Usage of the a.net based catalogs is unchanged. Because of the way we locate the a.net index files, you must use the same refObjeLoader for both astrometry and photometry. It is still the default, but I would like to change that soon. I don’t have a worked example handy, but it should be exactly the same as you’ve done in the past.

Edit: I now see your comments on DM-8841. This ticket did make changes to the names of the refObjLoaders in the configs, so if you have config overrides, they will need to use the new names as you have in that ticket.

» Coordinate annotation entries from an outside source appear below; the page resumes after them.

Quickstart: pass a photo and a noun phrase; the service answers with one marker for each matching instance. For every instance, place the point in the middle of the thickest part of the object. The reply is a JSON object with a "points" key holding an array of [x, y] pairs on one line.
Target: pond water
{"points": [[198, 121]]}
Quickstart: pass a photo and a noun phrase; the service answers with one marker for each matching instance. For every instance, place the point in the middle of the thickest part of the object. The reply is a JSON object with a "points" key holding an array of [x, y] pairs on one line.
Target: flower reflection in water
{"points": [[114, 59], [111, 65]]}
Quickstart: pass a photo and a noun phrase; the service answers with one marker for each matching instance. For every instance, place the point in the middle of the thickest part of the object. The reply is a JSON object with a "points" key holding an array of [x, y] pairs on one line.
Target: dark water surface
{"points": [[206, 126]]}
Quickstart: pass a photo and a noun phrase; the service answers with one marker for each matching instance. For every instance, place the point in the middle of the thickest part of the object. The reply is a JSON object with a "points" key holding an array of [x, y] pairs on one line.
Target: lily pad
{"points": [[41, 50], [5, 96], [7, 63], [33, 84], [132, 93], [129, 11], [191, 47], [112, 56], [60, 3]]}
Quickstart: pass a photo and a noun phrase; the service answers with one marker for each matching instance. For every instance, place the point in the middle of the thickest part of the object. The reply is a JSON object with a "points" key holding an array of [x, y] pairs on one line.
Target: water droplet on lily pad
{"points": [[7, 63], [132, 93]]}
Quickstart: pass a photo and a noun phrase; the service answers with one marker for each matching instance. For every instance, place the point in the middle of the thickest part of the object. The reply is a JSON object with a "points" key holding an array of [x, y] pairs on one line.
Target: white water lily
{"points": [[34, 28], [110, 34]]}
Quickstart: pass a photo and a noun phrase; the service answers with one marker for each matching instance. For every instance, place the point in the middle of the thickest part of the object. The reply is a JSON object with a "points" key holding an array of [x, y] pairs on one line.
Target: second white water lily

Thanks. I think once we have the PS1 PV3 catalog available (working on it now!), we could flip the switch.

This does not work with the current default set of configurations. It is necessary to also retarget the refObjLoaders. For this, you must use a config override file like this:

$> cat processCcd-overrides.py
from lsst.meas.algorithms import LoadIndexedReferenceObjectsTask
config.calibrate.photoRefObjLoader.retarget(LoadIndexedReferenceObjectsTask)
config.calibrate.photoRefObjLoader.ref_dataset_name = "catalog_1"
config.calibrate.astromRefObjLoader.retarget(LoadIndexedReferenceObjectsTask)
config.calibrate.astromRefObjLoader.ref_dataset_name = "catalog_2"
$> processCcd.py my_repo --id visit=12345 ccd=67 --config-file processCcd-overrides.py

@price Thanks for adding that, and sorry for leaving it out of the original post.